Posted on October, 2, 2024 at 09:18 pm
The funding pot for agriculture in the UK has remained constant at £2.4 billion since the 2019-24 parliament. As we approach the first budget of the newly elected government, we examine how farming costs have changed in line with inflation and what this means for the agricultural budget in real terms going forward.
For cereals and mixed farms, with fertiliser and machinery related costs the main drivers, input prices increased by 43% from December 2019 to May 2024. This compares with pig farms at 54%, dairy farms at 44%, and beef and sheep farms at 39%.

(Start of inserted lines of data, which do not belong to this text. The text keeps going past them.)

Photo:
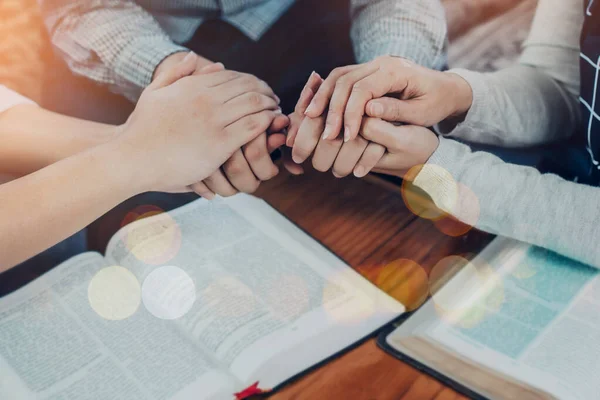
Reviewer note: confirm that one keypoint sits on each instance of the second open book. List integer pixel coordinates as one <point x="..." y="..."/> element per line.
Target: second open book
<point x="270" y="302"/>
<point x="517" y="323"/>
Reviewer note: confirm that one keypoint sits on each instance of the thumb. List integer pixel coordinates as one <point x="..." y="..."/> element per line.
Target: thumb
<point x="395" y="110"/>
<point x="275" y="141"/>
<point x="184" y="68"/>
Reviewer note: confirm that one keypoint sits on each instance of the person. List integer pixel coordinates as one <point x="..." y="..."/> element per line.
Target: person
<point x="534" y="102"/>
<point x="123" y="44"/>
<point x="69" y="172"/>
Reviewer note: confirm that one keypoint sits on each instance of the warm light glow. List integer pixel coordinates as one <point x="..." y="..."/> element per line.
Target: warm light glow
<point x="114" y="293"/>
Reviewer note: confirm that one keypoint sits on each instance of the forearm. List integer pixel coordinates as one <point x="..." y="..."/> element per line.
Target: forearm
<point x="33" y="138"/>
<point x="406" y="28"/>
<point x="536" y="101"/>
<point x="520" y="202"/>
<point x="49" y="205"/>
<point x="113" y="42"/>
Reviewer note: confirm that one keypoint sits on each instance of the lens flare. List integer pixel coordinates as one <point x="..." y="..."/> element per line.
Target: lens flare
<point x="453" y="278"/>
<point x="464" y="216"/>
<point x="429" y="191"/>
<point x="168" y="293"/>
<point x="154" y="244"/>
<point x="114" y="293"/>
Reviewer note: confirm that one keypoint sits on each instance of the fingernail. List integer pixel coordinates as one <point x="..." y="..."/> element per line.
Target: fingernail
<point x="360" y="171"/>
<point x="376" y="109"/>
<point x="189" y="56"/>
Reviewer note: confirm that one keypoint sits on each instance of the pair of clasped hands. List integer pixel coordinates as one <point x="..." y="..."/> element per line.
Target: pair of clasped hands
<point x="218" y="127"/>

Consumer price inflation is calculated based on a ‘basket of goods’ representing goods and services consumed by a ‘typical’ household. In this analysis, our ‘basket of goods’ is based on typical costs incurred by farms and the percentage change for those costs from December 2019 to May 2024.
During the 2019 to 2024 parliament, the impact of £2.4 billion funding pot has been limited by two factors – underspend and inflation. Over the past three financial years (2021/22 to 2023/24), data shows an underspend by the government. However, the latest NAO report on the Farming and Countryside Programme states that Defra expects to spend £2.9 million in 2024/25.
While farm input costs increased by more than 40%, the total funding pot for agriculture has remained constant at £2.4 billion since 2019, thus eroding its value in ‘real’ terms (i.e. taking inflation into account).
To account for the effect of inflation, the farming budget would need to increase by 44% to £3.4 billion. This is without considering any other spending required to support the farming sector.